Tarihi Amed Newrozu ve süreç-Besê Hozat

2015 yılının Newrozu, özelde Kürtler ve Türkiye toplumu genelde ise tüm bölge halkları açısından çok tarihi bir anlam taşıyor.

2015 yılının Newrozu, özelde Kürtler ve Türkiye toplumu genelde ise tüm bölge halkları açısından çok tarihi bir anlam taşıyor. Hatırlanırsa Önder Apo iki yılı aşkın süren oldukça şiddetli bir savaşın ve Dünya’yı sarsan vahşi Paris Katliamı’nın ardından 2013 yılı Amed Newrozu’nda  Demokratik Kurtuluş Ve Özgür Yaşamı İnşa Manifestosunu açıklayarak tarihsel bir süreç başlatmıştı. Bu tarihsel demokratik hamle sürecinde  bir taraftan AKP hükümetinin tasfiyeci ve istismarcı politikaları, diğer taraftan AKP’nin bu politikalarına karşı  demokratik legal siyasetin ve demokrasi güçlerinin yetersiz kalan mücadeleleri istenilen düzeyde bir başarıyı ortaya çıkaramadı.  Bugüne kadar tek taraflı çabalarla bir ayak üzerinden yürüyen süreç ağır badireler yaşayarak tıkanmayla yüz yüze geldi. 
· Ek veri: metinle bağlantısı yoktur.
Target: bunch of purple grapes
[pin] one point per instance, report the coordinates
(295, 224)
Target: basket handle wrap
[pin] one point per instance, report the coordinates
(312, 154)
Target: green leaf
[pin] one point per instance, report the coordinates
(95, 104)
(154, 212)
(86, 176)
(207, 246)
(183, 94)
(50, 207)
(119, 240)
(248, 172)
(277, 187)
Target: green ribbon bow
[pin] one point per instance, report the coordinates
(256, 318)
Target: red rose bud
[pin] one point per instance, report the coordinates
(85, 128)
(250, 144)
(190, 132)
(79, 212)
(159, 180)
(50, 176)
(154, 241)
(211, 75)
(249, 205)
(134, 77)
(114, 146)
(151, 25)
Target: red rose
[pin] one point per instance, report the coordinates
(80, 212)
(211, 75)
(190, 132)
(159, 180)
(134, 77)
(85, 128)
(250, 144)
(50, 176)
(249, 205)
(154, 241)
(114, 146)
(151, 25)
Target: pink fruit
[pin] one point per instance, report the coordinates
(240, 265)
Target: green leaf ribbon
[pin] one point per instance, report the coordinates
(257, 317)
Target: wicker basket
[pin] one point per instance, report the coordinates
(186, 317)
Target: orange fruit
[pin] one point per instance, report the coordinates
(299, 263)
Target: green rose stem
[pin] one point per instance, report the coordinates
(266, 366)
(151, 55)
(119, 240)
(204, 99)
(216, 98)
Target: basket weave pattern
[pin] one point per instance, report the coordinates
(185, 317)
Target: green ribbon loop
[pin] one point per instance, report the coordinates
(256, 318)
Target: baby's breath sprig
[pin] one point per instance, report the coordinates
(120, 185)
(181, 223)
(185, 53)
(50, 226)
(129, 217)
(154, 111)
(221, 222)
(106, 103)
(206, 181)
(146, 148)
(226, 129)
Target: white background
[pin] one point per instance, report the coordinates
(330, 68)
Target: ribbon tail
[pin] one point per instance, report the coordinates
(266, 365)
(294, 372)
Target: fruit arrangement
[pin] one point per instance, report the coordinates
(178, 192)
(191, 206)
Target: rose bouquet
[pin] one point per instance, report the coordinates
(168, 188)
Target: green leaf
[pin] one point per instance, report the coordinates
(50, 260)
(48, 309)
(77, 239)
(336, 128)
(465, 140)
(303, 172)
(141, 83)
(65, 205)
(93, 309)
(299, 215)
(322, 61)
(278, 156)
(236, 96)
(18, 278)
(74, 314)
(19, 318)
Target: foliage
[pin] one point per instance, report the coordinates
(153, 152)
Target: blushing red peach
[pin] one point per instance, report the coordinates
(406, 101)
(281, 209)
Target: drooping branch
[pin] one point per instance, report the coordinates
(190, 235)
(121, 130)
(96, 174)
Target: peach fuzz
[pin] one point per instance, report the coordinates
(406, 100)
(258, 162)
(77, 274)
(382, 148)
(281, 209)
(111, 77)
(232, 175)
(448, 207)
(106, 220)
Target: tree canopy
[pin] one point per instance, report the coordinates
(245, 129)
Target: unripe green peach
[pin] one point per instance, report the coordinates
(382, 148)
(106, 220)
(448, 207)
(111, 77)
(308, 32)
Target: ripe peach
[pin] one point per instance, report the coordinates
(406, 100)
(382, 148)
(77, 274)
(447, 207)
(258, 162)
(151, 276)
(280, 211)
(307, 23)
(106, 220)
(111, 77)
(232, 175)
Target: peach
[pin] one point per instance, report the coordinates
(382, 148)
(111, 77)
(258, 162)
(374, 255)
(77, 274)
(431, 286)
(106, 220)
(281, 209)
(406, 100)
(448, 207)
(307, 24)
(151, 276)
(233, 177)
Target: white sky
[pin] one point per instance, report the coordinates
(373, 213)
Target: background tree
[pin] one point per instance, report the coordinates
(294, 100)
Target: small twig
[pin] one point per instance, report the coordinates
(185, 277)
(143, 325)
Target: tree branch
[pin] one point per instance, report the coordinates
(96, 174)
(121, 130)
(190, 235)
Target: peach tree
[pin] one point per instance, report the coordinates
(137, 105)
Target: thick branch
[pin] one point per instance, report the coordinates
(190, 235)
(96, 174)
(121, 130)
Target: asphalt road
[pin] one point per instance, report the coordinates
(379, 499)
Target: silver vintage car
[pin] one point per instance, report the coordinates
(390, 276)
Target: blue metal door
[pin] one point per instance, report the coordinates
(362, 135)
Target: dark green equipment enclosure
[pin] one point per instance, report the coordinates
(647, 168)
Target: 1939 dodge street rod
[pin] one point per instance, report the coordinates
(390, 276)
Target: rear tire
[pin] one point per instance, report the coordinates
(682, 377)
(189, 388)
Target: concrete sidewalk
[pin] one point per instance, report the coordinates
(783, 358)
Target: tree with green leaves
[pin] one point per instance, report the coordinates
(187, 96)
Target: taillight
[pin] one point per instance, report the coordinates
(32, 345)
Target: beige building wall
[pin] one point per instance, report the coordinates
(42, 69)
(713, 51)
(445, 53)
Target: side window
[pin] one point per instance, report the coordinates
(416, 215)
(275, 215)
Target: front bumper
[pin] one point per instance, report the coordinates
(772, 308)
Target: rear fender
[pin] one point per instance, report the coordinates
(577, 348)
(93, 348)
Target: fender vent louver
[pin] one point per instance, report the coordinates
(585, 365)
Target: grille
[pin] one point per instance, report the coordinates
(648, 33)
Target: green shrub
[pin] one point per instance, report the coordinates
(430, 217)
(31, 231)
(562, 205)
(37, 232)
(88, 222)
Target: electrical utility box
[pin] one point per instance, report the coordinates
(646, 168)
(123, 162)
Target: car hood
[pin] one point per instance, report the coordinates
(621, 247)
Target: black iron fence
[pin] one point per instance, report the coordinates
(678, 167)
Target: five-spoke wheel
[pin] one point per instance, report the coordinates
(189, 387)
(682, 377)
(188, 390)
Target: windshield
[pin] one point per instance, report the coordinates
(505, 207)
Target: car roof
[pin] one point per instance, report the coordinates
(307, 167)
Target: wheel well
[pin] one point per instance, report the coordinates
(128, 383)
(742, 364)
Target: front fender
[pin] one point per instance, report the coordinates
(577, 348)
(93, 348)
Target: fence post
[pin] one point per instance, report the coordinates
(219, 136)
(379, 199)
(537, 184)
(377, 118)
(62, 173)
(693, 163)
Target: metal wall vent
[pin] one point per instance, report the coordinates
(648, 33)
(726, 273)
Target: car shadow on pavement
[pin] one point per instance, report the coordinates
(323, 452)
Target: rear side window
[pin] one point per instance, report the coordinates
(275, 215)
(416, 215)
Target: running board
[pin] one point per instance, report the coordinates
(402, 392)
Önder Apo bu tıkanmayı aştırıp süreci ilerletmek için demokratik müzakere çözüm taslağını geliştirdi. Çözümsüzlüğü bir politika haline getirmiş hükümet ile tasfiye siyasetinden kaos üreten devlet içindeki çeşitli özel savaş yapıları atılan her adıma bir provokasyonla karşılık verdiler. 28 Şubat günü Dolmabahçe’de yapılan ortak açıklama bu anlamda çözüme gelmeyen, ayak direten Hükümeti demokratik müzakereye çekmede, özel savaş sistemini boşa çıkarmada ve tasfiye etmede tarihi bir adımdır. 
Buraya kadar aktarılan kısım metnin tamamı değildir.